Red Alert - The War Within Hindi Movie

Feature Film | 2010 | Action, Drama
Critics:
'Red Alert' - a believable Maoist story
Jul 9, 2010 By Satyen K. Bordoloi


Arundhati Roy called their fight the single greatest resistance against oppression in the world, while our prime minister, the deceptively genial Manmohan Singh, called them the greatest internal security threat. Between these extreme reports of their bringing rural-equality and their massacres, what's the truth about the Maoists or Naxalites?


What is their motivation, and why has this movement of the 1960s recently gathered momentum for such extreme views to develop. Between this hero-worship of Roy and the hyperbole of Singh, lies "Red Alert".


When Narasimha (Shetty) gets caught in the crossfire between police and Maoists, he is rescued and taken along by Maoists. Here he lives among the outlaws and become one of them. However, a farmer cannot really come to terms with killing people and he is at loggerheads with the Maoist group's leader Velu (Vidhyarthi).


Through the eyes of Narasimha "Red Alert" shows us the life of the 'red' rebels who live and fight in the jungles. It paints their motivations, their weaknesses, their compassion and brutality, while never once patronising the rebels, the police, or the viewer. Everything in the film, like in life, is grey.


The Maoist movement began as a resistance against the oppression of landlords in the 1960s and today it is a violent resistance against the new landlords - government backed MNCs and national companies who want to make profit at the cost of the very people living there and of the environment, not to mention the nation if you consider deeper economics.


Fighting them are the armed forces of the country - the police and paramilitary forces. How then have they been able to survive the might of the state? The film gives examples of how they often bring justice and fair wages to the rural populace, leading to their support.

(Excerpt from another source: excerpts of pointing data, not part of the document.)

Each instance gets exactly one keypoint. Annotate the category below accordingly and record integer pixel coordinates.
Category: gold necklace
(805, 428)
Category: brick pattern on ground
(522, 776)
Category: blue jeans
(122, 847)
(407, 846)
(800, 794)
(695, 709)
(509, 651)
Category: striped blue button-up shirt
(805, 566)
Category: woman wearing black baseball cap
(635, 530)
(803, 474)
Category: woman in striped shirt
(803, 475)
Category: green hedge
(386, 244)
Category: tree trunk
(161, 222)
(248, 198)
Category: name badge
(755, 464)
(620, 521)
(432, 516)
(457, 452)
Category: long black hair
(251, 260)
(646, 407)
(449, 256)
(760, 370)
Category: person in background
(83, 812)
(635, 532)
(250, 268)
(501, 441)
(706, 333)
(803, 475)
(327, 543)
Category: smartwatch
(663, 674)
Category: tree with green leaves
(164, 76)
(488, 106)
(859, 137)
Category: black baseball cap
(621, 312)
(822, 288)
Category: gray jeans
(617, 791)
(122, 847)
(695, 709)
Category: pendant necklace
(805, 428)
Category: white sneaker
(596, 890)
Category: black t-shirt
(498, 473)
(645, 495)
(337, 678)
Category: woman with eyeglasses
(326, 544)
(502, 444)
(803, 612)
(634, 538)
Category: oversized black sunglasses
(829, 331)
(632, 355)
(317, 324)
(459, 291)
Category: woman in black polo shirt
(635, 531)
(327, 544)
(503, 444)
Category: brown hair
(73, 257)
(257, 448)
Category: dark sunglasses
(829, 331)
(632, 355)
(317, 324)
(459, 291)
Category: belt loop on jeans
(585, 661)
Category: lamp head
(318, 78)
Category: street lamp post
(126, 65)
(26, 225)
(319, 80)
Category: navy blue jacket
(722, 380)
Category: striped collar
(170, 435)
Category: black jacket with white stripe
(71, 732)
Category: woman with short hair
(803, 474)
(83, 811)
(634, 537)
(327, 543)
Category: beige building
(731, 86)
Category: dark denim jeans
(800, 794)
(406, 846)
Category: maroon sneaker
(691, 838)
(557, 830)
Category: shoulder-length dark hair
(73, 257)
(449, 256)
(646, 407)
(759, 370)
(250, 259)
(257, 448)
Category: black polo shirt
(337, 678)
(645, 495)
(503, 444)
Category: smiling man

Instead, because of the use by security forces of various injudicious methods like 'rape' and burning of villages as a weapon against Maoists, they have only further alienated the people who have found no recourse but to become guerrillas themselves. "Red Alert" depicts this reality with precision.


Director Anant Mahadevan has done a commendable job of accumulating a motley group of great actors who do not fail the story and their parts. The lead, Suniel Shetty, however, looks like a rank amateur pitted against this ensemble of actors like Seema Biswas, Ayesha Dharker, Ashish Vidhyarthi and Vinod Khanna. Even Nasseruddin Shah in a two minute cameo as a drunkard soars, telling us once more as to why many worldwide consider him a living legend.


The dialogues and treatment are crisp and sympathetic to both the sides. The details of Maoist movement and modus operandi are well in tune with known facts, and so is that of the security forces.


The main drawback of the film, however, is that it often ends up becoming a mere document of these, rather than a cinematic reinterpretation. Though, even in this it does a commendable job, interweaving multiple plots and characters believably.


In the end, the film also tries to elucidate a third way of peace and prosperity for all. But it seems more utopic than real as it relies on the good nature of otherwise greedy Indians.


Yet it is a triumph that in such charged times, the film not only got made but found a release. Hats off to every filmmaker like Anant Mahadevan who dares to venture to cinematic realms few dare go.